12. The pharmaceutical delivery system according to claim 11, wherein the water-soluble compound for inducing osmosis is selected from the group consisting of sodium chloride, mannitol, dextrate, and dextroses.

13. The pharmaceutical delivery system according to one of claims 11 and 12, wherein the core of the therapeutic system contains 20-35% by weight of water-soluble compounds for inducing osmosis based on the total weight of the therapeutic system.

14. The pharmaceutical delivery system according to any one claims 11-13, wherein the semi-permeable wall is partially or totally coated by a composition comprising ocaperidone.

15. The pharmaceutical delivery system according to claim 14, wherein said composition comprising ocaperidone is as defined in any one of claims 1-9.

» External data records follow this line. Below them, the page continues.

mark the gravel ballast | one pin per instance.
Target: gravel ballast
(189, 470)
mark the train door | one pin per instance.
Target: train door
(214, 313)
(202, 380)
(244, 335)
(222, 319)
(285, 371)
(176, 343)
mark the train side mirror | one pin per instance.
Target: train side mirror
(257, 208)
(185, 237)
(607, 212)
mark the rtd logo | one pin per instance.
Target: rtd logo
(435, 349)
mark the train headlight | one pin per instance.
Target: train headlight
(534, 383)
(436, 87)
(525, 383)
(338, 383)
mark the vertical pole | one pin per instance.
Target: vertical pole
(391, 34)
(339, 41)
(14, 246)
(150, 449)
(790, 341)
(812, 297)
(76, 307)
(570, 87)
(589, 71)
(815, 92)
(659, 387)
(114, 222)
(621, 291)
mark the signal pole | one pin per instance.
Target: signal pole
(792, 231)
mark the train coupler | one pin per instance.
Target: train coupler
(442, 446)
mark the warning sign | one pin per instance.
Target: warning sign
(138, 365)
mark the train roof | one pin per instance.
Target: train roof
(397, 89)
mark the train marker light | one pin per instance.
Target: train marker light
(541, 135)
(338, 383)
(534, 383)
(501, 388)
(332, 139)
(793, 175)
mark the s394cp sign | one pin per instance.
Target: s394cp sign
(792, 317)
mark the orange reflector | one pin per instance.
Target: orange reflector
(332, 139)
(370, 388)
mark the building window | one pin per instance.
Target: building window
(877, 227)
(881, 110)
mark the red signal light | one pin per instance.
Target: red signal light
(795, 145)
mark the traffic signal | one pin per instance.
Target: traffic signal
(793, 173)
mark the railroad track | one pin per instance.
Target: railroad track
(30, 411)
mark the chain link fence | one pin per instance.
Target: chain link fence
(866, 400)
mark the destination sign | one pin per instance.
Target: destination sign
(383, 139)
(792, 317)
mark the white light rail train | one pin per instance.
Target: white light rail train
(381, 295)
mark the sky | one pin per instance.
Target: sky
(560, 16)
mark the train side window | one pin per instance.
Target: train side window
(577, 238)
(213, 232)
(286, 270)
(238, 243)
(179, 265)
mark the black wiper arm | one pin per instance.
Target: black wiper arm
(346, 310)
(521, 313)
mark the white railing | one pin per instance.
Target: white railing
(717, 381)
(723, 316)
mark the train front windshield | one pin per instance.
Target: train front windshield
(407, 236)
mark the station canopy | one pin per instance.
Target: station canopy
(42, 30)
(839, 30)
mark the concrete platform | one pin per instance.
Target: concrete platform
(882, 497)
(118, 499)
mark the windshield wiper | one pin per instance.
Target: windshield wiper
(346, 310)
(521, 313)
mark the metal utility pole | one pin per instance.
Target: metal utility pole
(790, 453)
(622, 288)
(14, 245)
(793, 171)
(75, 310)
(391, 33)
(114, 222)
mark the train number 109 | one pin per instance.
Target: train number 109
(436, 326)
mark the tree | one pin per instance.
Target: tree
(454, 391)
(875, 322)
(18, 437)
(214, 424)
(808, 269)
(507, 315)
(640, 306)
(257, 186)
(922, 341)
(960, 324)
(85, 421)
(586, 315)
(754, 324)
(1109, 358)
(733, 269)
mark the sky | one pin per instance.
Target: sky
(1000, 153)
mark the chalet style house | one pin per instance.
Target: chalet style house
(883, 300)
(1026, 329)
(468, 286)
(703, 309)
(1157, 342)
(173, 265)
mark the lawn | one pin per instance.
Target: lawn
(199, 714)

16. The pharmaceutical delivery system according to any one of claims 11-15, for delivering ocaperidone to the rectal tract or to the gastroinstestinal tract.

17. The pharmaceutical delivery system according to any one of claims 11-16, for treating psychosis, in particular schizophrenia, mania, obsessive compulsive disorders, Tourette syndrome, anxiety and bipolar depression.

18. The pharmaceutical delivery system according to any one of claims 11-17, wherein the release rate as measured by the USP dissolution rate method 2 in 200 mL of an aqueous solution at 37° C. is such that:

from 5% to 30% by weight of ocaperidone is released within 2 hours;

from 20% to 55% by weight of ocaperidone is released within 4 hours;

from 35% to 70% by weight of ocaperidone is released within 6 hours, and

greater than 70% by weight of ocaperidone is released within 24 hours.